Betrug am Zoll Deutschland hat genug von tricksenden Schweizer Einkaufstouristen

Weil bei der Mehrwertsteuer geschummelt wird, verstärken die deutschen Zöllner ihre Kontrollen.

Mann mit grünem Ausfuhrzettel bei der Ausfuhr.

Bildlegende: Wer den Stempel auf dem Ausfuhrzettel haben will, muss auch die Ware dabei haben. Sonst gibt es neuerdings eine Busse. SRF

In Deutschland einzukaufen ist für Schweizer attraktiv. Nicht nur sind die Preise der Waren dort oft tiefer, auch kann mittels Ausfuhrschein die Mehrwertsteuer zurückverlangt werden.
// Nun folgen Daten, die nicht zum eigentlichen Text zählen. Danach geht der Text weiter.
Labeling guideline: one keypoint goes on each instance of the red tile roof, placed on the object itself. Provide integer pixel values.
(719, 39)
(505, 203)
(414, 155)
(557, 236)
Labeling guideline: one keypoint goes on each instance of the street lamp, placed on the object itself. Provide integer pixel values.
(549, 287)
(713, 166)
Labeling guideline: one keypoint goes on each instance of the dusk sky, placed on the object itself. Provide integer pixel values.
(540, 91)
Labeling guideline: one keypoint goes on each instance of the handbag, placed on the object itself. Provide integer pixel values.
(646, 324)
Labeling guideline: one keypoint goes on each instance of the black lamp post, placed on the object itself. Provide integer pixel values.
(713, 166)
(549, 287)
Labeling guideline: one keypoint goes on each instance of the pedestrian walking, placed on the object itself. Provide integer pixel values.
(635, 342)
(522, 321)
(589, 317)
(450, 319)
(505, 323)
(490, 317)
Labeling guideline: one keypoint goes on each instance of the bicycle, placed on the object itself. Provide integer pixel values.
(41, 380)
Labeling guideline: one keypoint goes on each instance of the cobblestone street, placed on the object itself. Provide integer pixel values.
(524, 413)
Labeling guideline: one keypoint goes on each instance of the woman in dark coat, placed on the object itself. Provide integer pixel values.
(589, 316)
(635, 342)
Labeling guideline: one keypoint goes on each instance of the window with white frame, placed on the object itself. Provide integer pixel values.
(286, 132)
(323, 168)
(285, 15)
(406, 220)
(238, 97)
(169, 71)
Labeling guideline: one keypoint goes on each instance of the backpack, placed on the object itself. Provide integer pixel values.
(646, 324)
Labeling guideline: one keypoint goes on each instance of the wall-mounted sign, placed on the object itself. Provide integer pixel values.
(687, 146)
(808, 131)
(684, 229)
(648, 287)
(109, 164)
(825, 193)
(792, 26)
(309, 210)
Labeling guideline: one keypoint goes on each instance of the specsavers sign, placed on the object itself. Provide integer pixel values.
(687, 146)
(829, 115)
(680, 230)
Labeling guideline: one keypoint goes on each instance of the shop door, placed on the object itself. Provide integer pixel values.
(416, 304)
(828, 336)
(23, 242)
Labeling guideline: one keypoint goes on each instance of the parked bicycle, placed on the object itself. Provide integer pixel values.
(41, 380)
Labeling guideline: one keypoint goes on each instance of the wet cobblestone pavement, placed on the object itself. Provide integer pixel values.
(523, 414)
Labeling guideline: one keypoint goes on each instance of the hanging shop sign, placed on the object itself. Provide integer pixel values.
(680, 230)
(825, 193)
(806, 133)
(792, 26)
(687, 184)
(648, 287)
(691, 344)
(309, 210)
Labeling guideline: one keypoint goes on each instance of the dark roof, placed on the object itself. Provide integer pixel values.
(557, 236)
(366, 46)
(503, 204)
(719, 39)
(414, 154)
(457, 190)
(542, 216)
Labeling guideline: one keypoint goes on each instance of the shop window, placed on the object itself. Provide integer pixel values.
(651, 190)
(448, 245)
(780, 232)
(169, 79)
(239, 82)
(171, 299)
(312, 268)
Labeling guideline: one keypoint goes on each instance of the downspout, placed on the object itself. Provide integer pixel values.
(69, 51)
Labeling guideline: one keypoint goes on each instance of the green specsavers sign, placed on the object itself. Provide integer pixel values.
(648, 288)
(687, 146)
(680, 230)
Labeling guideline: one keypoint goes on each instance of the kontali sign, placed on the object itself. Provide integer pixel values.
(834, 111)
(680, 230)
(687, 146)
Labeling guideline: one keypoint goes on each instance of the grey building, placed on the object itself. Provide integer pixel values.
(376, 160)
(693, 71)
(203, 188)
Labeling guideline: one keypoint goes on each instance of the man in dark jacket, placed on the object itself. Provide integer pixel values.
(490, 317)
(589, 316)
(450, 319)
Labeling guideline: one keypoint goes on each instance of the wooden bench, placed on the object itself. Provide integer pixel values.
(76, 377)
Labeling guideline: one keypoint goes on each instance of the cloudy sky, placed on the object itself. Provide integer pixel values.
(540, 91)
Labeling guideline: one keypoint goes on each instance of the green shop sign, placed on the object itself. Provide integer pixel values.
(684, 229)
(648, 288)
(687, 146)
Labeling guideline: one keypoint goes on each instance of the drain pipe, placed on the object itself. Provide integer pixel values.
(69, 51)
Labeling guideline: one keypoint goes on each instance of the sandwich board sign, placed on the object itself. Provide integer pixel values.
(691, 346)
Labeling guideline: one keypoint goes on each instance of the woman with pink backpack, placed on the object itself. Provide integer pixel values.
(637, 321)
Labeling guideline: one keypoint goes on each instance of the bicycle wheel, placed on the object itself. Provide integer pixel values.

Genau das nutzen gewisse Einkaufstouristen aber aus.

Sie lassen sich die Steuer für Waren zurückerstatten, welche sie gar nie gekauft haben. Beispiel: Die Schweizer nehmen Kaufquittungen von anderen Kunden mit, welche sie im Laden gefunden haben. Oder aber sie kaufen auch für deutsche Freunde ein, legen die Quittung am Zoll dann aber trotzdem vor für die Rückerstattung der Mehrwertsteuer.

Verstärkte Kontrollen in Konstanz und Waldshut

Solchen Betrügereien hat Deutschland nun den Kampf angesagt, wie die «Zentralschweiz am Sonntag» berichtete. Demnach setzen die deutschen Zöllner seit Anfang Juli eine entsprechende neue Regelung um. Die Kontrollen wurden seither verstärkt, die Zöllner vergleichen Quittungen und Einkaufstaschen – und wer schummelt, dem droht eine Busse.

Wie Michael Hauck vom Hauptzollamt Singen gegenüber SRF sagt, wurden in der Zwischenzeit bereits einige hundert Schweizer Einkaufstouristen gebüsst. Das Problem bestehe vor allem an den grösseren Grenzübergängen wie beispielsweise Waldshut oder Konstanz.

Lörrach gibt sich derzeit noch kulant

Beim Hauptzoll Lörrach setzt man derzeit noch auf Kulanz: Bei Bagatellfällen erkläre man den schummelnden Einkaufstouristen, dass man nochmals ein Auge zudrücke, beim nächsten Vergehen jedoch nicht mehr. Bislang wurde in Lörrach eine zweistellige Zahl von kostenpflichtigen Verwarnungen ausgesprochen.